Safety science complexity is on the rise as the volume of safety data explodes (case volumes are growing at a pace of 15 to 20% per year),1 regulatory scrutiny continues to increase, and consumer demands grow. The pandemic and national health emergencies like Monkey Pox have put safety and public health benefit-risk discussions in the spotlight, and stricter regulations have emerged from local regulators as a result.

COVID-19 and growing health concerns have made it critical for marketing authorisation holders (MAH) to be able to act quickly on patient safety issues since it only takes hours to days for a local problem to impact patients globally. The demand for greater transparency and comparative benefit-risk analysis throughout the product lifecycle has shifted questions of ownership and accountability beyond the qualified person for pharmacovigilance (QPPV) and head of safety to the C-level.

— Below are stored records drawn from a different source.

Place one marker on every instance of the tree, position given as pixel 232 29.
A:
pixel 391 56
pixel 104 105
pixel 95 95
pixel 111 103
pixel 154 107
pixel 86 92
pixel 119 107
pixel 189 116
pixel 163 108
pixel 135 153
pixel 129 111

Chief medical officers and safety leaders are becoming critical for end-to-end safety processes to drive timely and transparent communications. This means clear and transparent data sharing on drug benefits versus risks to patients, healthcare providers, and stakeholders. As regulations continue to evolve, more companies are leveraging technology to enable real-time information exchange, coordinated inspections, and seamless collaboration with regulatory agencies worldwide. Here are some of the regulatory changes brought on by the globalisation of pharmacovigilance and examples of how technology can help drive innovation for greater patient safety.

Upcoming Regulatory Changes Elevating Safety Beyond the PV Team

Emerging rules are shifting ownership of health information in accordance with federated governance models, which will result in more product benefit-risk and safety data not being managed by pharmacovigilance alone.2 Simultaneously, outside statistics that are just being introduced to drug safety teams, such as data collected from social media and sales, will become an increasingly vital component of pharmacovigilance.

Several efforts in Europe will have considerable repercussions for the data surrounding the safety of drugs, and more generally, for healthcare data. These include:

• The European Union (EU) Health Data Space would facilitate the safe sharing of data such as electronic health records, genomics, and disease registries while maintaining patients’ right to confidentiality.3
• The EU Data Governance Act establishes guidelines for the reuse and sharing of data among data intermediaries that serve as service providers.4 Companies are embracing data altruism and the availability of data by making use of a standard framework.
• The European Medicines Agency’s (EMA) strategy for the EU’s telematics network sets the path for regulatory master data, governance, interactiveness, digitalisation, and regulatory innovation in the EU, which will boost quality, speed, and collaborative integration.5
• The EUDAMED database, founded on the EudraVigilance paradigm, offers data openness, patient participation, and real-time communications regarding the performance of medical devices already available on the market.
• The EUs Electronic Product Information (ePI) initiative to improve drug risk and benefit communication by creating more efficient labels and product information sheets that are directed toward end users via digital channels. This will allow the initiative to better integrate data accessibility and governance efforts.6

This points to patients and healthcare providers taking a more active role in decision-making as new models for information management emerge. Strategic transformation intends to affect each facet of healthcare, from improved patient access to questions regarding therapeutic interventions, safety, and open public communication.7,8 As such, data related to one’s health is a valuable commodity that will be used to generate innovative solutions to problems relating to safety and public health, as well as preventative measures.

With distributed data ownership, there is less of an opportunity to mine insights from safety data and conduct a cumulative benefit-risk analysis of the product during its entire existence. Medical safety teams may play a significant part in reducing or managing risks and improving patient outcomes when they have access to real-time data, analytics, and insights. With the right technology, safety teams can benefit from agile and flexible ways of using data to take action on patient insights.